We apologize for some problems that users experienced during the move. There may be some remaining configuration issues, but today we see that error rates in our logs have dropped to historic lows.
Reliability: We had downtime in the last year caused by problems with cloud storage. The new system has directly connected disks and it will not be vulnerable to problems with cloud networking or storage. I will analyze this aspect of cloud computing in a future article.
Failover: The new servers are “triple redundant”. (1) They have internally redundant power, disks, and networking. (2) Data is replicated in real time to a local twin failover server. (3) Data is also replicated to a disaster recovery system in a remote Amazon datacenter. We will continue our tradition of never losing data, and we will be able to make your data accessible under (dare I say it) almost any circumstance.
Speed: This turned out to be a big win. I am amazed at the difference in performance between today and last Friday. The new servers are 2.5 times faster, with response times about 40% of the old response times. For users that are not in North America, we will make further improvements in the next month by deploying a CDN.
THERE WERE PROBLEMS. I apologize for glitches that affected our users. This move was supposed to be transparent for users, and we were able to do it without shutting down the site at any time. However, as the configurations and locations changed over the past three weeks, we had problems that affected users in various ways.
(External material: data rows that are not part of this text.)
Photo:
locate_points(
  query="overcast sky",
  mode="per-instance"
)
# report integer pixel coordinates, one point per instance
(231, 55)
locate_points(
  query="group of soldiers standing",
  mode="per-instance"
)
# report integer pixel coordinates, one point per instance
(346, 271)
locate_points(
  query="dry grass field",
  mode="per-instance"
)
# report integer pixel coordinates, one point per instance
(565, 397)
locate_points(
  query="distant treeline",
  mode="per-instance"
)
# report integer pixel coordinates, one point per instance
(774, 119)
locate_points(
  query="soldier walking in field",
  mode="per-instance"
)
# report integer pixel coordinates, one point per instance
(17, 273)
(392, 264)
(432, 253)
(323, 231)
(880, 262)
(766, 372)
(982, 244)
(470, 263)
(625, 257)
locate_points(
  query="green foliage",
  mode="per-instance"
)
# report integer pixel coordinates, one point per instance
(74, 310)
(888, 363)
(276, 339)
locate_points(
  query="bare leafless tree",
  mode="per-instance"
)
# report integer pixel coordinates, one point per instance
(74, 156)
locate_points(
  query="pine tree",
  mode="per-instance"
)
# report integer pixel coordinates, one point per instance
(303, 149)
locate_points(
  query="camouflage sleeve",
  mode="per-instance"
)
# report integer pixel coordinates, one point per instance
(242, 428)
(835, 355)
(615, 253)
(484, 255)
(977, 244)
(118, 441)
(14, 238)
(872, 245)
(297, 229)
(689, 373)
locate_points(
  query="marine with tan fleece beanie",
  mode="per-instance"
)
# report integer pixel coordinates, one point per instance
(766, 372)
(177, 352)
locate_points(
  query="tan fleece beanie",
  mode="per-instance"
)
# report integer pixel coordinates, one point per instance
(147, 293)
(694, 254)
At one point, the system was not correctly creating new repositories or importing repositories. Some repository operations saw network errors. Some git users could not log in or saw “repository not found”. Some FTP deploys failed. We had problems immediately after announcing that the new Subversion servers were "more reliable". It's true that the servers are more reliable, but the services running on them needed improved configurations. In most cases, we fixed the problems within 12 hours.
For those of you who are curious, here is what we did:
Data migration: We copied the data over the network. This took many weeks. In general, SaaS vendors have to cope with the trend (Landry’s law) of data storage growing faster than the network’s capacity to move that data.
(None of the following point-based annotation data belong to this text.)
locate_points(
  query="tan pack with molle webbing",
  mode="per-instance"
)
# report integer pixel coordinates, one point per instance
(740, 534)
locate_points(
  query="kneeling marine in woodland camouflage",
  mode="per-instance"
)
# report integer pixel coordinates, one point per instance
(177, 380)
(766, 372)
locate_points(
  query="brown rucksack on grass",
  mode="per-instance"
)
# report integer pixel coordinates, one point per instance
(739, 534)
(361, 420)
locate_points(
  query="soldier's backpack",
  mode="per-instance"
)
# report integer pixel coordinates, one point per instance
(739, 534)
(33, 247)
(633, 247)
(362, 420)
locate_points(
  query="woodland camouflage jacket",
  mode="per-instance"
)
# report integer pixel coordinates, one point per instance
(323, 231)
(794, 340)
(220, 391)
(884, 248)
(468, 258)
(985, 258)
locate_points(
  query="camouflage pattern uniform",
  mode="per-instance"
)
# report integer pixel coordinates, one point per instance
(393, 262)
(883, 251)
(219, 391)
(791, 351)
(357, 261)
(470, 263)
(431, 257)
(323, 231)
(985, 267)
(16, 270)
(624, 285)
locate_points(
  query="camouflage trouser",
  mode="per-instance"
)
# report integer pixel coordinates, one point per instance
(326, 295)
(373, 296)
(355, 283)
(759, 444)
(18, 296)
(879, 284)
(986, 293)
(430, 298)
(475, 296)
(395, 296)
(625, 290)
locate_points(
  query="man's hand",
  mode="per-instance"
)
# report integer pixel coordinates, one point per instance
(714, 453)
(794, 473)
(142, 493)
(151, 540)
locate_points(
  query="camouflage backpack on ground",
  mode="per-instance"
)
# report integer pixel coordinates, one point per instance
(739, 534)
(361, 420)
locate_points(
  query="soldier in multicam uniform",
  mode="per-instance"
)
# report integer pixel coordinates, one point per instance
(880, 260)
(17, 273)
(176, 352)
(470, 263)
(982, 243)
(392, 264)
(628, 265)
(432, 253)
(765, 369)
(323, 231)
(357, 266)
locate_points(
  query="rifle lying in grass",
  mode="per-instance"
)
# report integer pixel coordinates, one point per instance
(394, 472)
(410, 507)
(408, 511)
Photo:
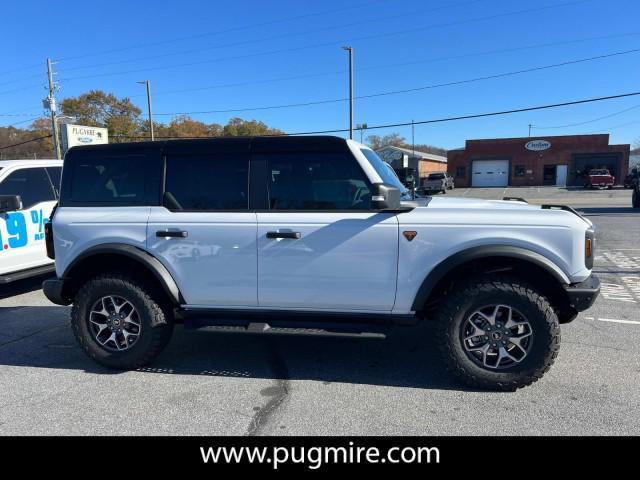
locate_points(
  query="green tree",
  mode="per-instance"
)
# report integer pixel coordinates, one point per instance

Data replication: Then, we set our various systems to replicate data to the new servers, so that it would stay current in real time.
Proxying: We were able to move things around without affecting users (mostly) through the magic of HAProxy. This is a proxy for HTTP and database traffic (and even other types of network requests) that that can be switched to send requests to different locations.
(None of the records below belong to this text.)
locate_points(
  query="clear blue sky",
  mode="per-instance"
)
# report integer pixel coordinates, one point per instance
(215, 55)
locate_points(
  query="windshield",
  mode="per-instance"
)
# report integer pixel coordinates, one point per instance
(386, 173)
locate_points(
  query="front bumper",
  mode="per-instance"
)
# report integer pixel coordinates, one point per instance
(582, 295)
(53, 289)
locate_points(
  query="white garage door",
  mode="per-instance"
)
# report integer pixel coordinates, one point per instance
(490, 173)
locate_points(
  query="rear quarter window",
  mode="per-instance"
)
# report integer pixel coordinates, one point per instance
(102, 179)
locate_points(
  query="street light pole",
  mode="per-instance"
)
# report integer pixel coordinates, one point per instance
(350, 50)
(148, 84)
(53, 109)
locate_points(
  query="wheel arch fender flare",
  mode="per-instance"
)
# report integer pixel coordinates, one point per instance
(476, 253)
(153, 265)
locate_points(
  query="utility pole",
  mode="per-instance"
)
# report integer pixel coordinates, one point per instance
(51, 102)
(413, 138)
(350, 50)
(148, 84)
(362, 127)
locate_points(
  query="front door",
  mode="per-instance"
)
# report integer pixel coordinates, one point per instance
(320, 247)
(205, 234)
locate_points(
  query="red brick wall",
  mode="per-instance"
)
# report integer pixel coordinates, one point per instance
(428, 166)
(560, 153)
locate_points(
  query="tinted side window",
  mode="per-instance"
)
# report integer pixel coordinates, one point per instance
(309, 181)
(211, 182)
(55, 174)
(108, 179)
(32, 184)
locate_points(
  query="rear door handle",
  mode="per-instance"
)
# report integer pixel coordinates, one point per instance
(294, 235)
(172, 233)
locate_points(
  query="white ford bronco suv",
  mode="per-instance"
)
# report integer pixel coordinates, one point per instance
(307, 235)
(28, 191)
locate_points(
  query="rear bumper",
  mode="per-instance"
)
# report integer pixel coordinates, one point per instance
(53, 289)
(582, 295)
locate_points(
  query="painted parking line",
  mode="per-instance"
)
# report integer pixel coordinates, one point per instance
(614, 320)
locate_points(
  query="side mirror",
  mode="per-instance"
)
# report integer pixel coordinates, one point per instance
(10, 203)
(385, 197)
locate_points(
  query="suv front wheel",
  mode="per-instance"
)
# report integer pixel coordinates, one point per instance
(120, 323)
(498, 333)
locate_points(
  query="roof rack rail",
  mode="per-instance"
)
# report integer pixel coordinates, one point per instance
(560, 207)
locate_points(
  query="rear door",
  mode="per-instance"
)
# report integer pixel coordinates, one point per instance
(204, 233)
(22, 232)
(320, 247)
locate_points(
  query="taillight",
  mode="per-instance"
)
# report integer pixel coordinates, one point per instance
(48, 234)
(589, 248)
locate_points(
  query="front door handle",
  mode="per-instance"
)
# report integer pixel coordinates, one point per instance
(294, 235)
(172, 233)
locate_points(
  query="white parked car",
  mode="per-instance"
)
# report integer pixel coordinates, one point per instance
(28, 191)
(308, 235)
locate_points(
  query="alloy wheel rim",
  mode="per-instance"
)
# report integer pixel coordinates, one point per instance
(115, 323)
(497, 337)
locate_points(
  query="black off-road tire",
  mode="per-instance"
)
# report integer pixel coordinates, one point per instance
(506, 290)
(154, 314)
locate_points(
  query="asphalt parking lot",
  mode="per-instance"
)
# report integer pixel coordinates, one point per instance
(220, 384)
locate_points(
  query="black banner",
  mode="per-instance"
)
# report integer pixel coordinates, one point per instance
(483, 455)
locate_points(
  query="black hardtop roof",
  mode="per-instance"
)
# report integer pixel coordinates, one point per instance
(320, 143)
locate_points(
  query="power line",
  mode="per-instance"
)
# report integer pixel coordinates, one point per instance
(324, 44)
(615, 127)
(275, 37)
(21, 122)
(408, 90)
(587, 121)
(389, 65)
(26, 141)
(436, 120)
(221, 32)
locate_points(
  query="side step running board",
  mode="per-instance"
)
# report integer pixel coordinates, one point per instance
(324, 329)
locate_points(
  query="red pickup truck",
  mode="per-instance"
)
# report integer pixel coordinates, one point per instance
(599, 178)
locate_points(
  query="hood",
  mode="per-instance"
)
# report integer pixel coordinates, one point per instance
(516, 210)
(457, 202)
Subversion repository move: We moved Subversion repositories first, because they were the most vulnerable to cloud storage problems. I announced this move a few weeks ago. We actually switched them one at a time with a lookup table in our front-end proxies.
Git and Mercurial repository move: Next, we moved the git and mercurial repositories. The move was smooth, but they went into a new, more scalable configuration with front-end proxies, and this had a few glitches.
Switch the other systems (Db, app, queue, etc.): With replication running, and all application servers configured, we used the proxy servers to send Web traffic to the new servers. That part was smooth.